President Biden wants 50 percent of all new cars sold in the United States by 2030 to be all-electric, plug-in hybrid or hydrogen-powered — a target he will set in an executive order later today, according to senior government officials. In addition, his administration will propose new fuel economy and emissions standards that will more or less erase the Trump administration’s rollback of previous Obama-era rules for cars made through 2025.
Biden will also sign an executive order directing the Environmental Protection Agency (EPA) and the National Highway Traffic Safety Administration (NHTSA) to develop aggressive long-term regulations to support its 2030 target, which will also include medium and heavy vehicles.
“When I say electric vehicles are the future, I’m not kidding,” read a tweet from the president on Wednesday night.
This planned shift from internal combustion engines is not as aggressive as the approaches that have been proposed or initiated around the world. The European Union has proposed a de facto ban on the sale of new gas passenger cars by 2035, although France has pushed back the phasing out of hybrids, which still use fossil fuels. The United Kingdom wants to stop selling new combustion engine vehicles by 2030. China wants all new cars sold by 2035 at least be hybrid, but aims for 50 percent to be plug-in hybrid, battery-electric or hydrogen-powered.

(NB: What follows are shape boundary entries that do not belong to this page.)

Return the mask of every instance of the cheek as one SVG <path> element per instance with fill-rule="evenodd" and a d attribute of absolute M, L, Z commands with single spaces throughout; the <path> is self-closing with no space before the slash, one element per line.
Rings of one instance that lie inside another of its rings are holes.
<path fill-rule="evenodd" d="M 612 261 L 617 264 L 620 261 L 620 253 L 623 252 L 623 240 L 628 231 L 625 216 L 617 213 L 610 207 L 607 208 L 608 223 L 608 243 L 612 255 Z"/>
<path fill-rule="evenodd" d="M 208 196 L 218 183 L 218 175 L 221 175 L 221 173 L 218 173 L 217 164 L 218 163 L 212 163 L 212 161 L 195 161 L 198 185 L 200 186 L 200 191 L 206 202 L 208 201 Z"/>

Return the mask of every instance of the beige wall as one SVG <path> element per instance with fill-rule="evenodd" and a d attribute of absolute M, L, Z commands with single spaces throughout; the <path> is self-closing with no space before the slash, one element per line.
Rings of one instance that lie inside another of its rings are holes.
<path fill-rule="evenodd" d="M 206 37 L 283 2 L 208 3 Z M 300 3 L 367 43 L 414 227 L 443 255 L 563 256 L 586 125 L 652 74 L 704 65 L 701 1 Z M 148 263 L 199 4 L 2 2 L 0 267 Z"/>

California, once the leader in state-level environmental regulations, also wants to ban new gas cars by 2035.
On the policy side, the NHTSA’s proposed rule will aim to capture average annual fuel savings of just under four percent, according to Reuters, and an ultimate fleet average of approximately 52 miles per gallon for 2026 model year vehicles. Under the Obama-era rule, automakers were required to increase the average fuel economy of their fleets by five percent each year, with the goal of hitting a fleet average of 54 miles per gallon in the 2026 model year cars. The Trump administration has drastically changed this. reduced — during a climate crisis and a respiratory virus pandemic no less — to annual increases of just 1.5 percent and a target average of 40 miles per gallon. It did this despite the fact that the EPA had previously determined that automakers were “overcompliance” with the Obama-era rule.

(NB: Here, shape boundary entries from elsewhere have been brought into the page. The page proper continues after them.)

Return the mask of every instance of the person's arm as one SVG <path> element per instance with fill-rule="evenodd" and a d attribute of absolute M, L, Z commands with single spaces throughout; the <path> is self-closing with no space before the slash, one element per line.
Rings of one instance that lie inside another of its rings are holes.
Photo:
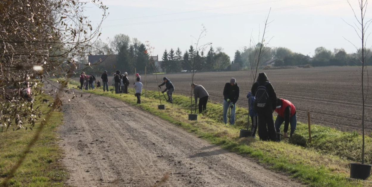
<path fill-rule="evenodd" d="M 274 111 L 276 108 L 276 93 L 275 93 L 274 87 L 273 87 L 273 85 L 271 83 L 269 84 L 268 86 L 270 88 L 269 97 L 271 101 L 273 112 Z"/>
<path fill-rule="evenodd" d="M 194 88 L 194 98 L 195 98 L 195 104 L 196 104 L 198 102 L 198 98 L 199 97 L 199 95 L 198 93 L 198 90 L 196 87 L 195 87 Z"/>
<path fill-rule="evenodd" d="M 240 91 L 239 90 L 240 88 L 239 88 L 239 86 L 237 85 L 237 88 L 236 89 L 236 93 L 235 94 L 236 94 L 236 95 L 235 96 L 235 98 L 234 98 L 234 102 L 232 102 L 232 103 L 234 105 L 235 105 L 235 104 L 236 103 L 237 101 L 238 101 L 238 99 L 239 99 L 239 92 Z"/>
<path fill-rule="evenodd" d="M 224 88 L 224 99 L 227 101 L 227 99 L 229 99 L 229 96 L 227 93 L 227 86 L 228 83 L 225 84 L 225 88 Z"/>
<path fill-rule="evenodd" d="M 288 106 L 284 109 L 284 132 L 283 137 L 286 138 L 288 127 L 289 125 L 289 118 L 291 117 L 291 106 Z"/>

The EPA, meanwhile, will propose a rule requiring emission reductions consistent with proposed fuel economy benefits, since fuel economy and tailpipe emissions are intrinsically linked. The two rule proposals will now go through a months-long public comment process before the final rules are proposed and accepted.
The Biden administration’s new proposals have already received support from some major automakers, who will separately announce their own targets for electrifying their fleets later today. Representatives from General Motors, Ford and Stellantis (the company formed when Fiat Chrysler merged with the French PSA group) will appear alongside Biden as he announces executive orders and proposed rules, as well as leaders of the United Auto Workers union.

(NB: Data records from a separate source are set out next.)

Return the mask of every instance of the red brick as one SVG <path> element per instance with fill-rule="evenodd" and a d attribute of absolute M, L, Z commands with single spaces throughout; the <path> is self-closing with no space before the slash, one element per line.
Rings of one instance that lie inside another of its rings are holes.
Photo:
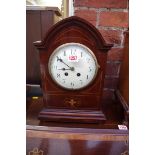
<path fill-rule="evenodd" d="M 75 7 L 127 8 L 128 0 L 74 0 Z"/>
<path fill-rule="evenodd" d="M 107 63 L 106 66 L 106 75 L 107 76 L 118 76 L 120 70 L 120 63 Z"/>
<path fill-rule="evenodd" d="M 92 23 L 94 26 L 96 26 L 96 18 L 97 18 L 96 11 L 94 11 L 94 10 L 76 10 L 75 15 L 86 19 L 87 21 Z"/>
<path fill-rule="evenodd" d="M 121 61 L 123 56 L 123 48 L 112 48 L 108 52 L 107 60 L 109 61 Z"/>
<path fill-rule="evenodd" d="M 128 27 L 127 12 L 101 12 L 99 26 Z"/>
<path fill-rule="evenodd" d="M 118 84 L 118 78 L 105 78 L 104 80 L 104 88 L 116 89 Z"/>
<path fill-rule="evenodd" d="M 100 30 L 100 32 L 107 43 L 117 44 L 117 45 L 121 44 L 121 40 L 122 40 L 121 31 Z"/>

That said, as reported by Reuters, those three Detroit automakers are only committing to a “shared ambition” that by 2030, 40 to 50 percent of new car sales will be plug-ins. vehicles, as well as “incentives to expand production and supply chains of electric vehicles in the United States,” according to a press release. The Biden administration has pushed to support the introduction of electric vehicles in the bipartisan infrastructure bill, although some proposed investments (such as for charging stations) have already been scaled back during negotiations.
GM has said it wants to be carbon neutral by 2040 and that eliminating tailpipe emissions from its vehicles by 2035 is just an “ambition”. Ford, which enjoyed early success with the Mustang Mach-E, has committed to going all-electric by 2030 – in Europe. The automaker plans to make 40 percent of its fleet globally all-electric by that year. Stellantis had previously said that more than 40 percent of its North American revenue by 2030 would be plug-in vehicles.
While Detroit’s automakers have announced massive investments in electric vehicles, they were by no means united on policy during the Trump administration.
After the EPA and NHTSA moved to roll back the Obama-era standards under Trump, Ford (as well as Volkswagen, Honda, BMW and Volvo) struck a deal with California to keep pushing for a relatively strict target. GM and what was then Fiat Chrysler, meanwhile, joined the Trump administration’s battle in court over California’s right to set its own emissions standards. The automakers (along with Toyota) have insisted they joined the court because they believed it should be up to the federal government to set these kinds of standards. But they’ve since given up on that fight – GM just after the 2020 election, and Stellantis earlier this year. Meanwhile, Biden’s EPA has already moved to reinstate California’s emissions regulatory authority.
Fully electric vehicles currently only make about two percent of total US sales, although they have risen sharply in recent months as the new and used car markets have turned red hot. More than 100,000 all-electric vehicles were sold in the US in the second quarter of 2021 Kelley Blue Book, largely driven by the success of Tesla’s Model 3 sedan and Model Y SUV. But hybrid vehicle sales also rose, with more than 250,000 cars sold, up 200 percent year over year.